No dia 22 de outubro de 1999, quando os matadores chegaram ao escritório de João Carlos, no centro de São Paulo, o empresário pensou que se tratava de um assalto e pediu que não o agredissem. Os assassinos amarraram seus pés e suas mãos, além de amordaçá-lo. João Carlos foi executado com 37 facadas. Ele tinha 39 anos.
A decisão de soltar Garcia foi do ministro Cezar Peluso, do STF. O mandante havia obtido um habeas-corpus em 2004 para responder em liberdade ao processo porque sua prisão fora mal fundamentada e porque estava preso havia quatro anos sem julgamento. De fato, os réus estavam detidos desde 2000 em razão de prisão preventiva. Todos poderiam ter o mesmo benefício dado ao mandante, desde que não tivessem sido julgados em definitivo.
No caso de Garcia, ele foi condenado a 17 anos de prisão em fevereiro de 2004 pela 1ª Vara do Júri de São Paulo, mas apelou da sentença. Ele aguardava o julgamento do recurso no TJ quando, em 19 de maio deste ano, pediu ao STF o habeas-corpus. Em 14 de junho, o ministro Peluso pediu informações sobre o andamento do processo ao TJ e à 1ª Vara do Júri.
Em 19 de julho, o TJ negou por unanimidade a apelação do réu. Com isso, a pena de Garcia se tornou definitiva – ele passou a estar preso em razão da condenação no fim do processo e não mais pela prisão preventiva. Mas, em agosto, a 1ª Vara do Júri respondeu ao STF que o processo de Garcia estava no TJ para o julgamento da apelação. Assim, em 6 de setembro, o STF deu o habeas-corpus a Garcia. A ordem de soltura chegou à Justiça paulista, que não a questionou e a cumpriu em 13 de setembro.
Especialistas apontam uma sucessão de falhas
Uma sucessão de erros culminou na libertação de José Roberto Garcia, segundo especialistas em Direito consultados pelo Estado. Eles disseram que tudo poderia ter sido evitado com uma consulta ao cartório que mantinha o processo no TJ. No item 25, está especificado que a apelação havia sido negada ao réu em votação unânime. “Quando a ordem do Supremo chegou, o que se devia fazer era cumpri-la, mas manter a pessoa presa por já haver condenação definitiva”, afirmou o professor de Direito Penal Luis Flávio Gomes. Cabe agora, disse ele, a revisão da decisão e a expedição de nova ordem de prisão.

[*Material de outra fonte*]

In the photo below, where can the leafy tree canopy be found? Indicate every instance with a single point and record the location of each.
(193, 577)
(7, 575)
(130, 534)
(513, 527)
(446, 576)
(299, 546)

O ministro Cezar Peluso informou por meio de Assessoria de Imprensa que o STF pediu ao TJ informações sobre o julgamento da apelação criminal. Quer saber quando a ação foi julgada, se o réu foi condenado e se a decisão transitou em julgado. Só assim ele poderá reconsiderar a decisão que soltou Garcia. A Assessoria do TJ informou que o relator do processo no tribunal, desembargador Luis Pantaleão, limitou- se a dizer que tudo o que o Estado precisava saber estava nos autos.
A empresária Márcia Ganme Baüerle, irmã do empresário João Carlos Ganme, disse que a família está revoltada e indignada. “Meu pai morreu antes de ver o primeiro julgamento dos réus e agora soltam um deles. Graças a Deus ele não está vivo para ver isso. Seria mais uma punhalada nele.”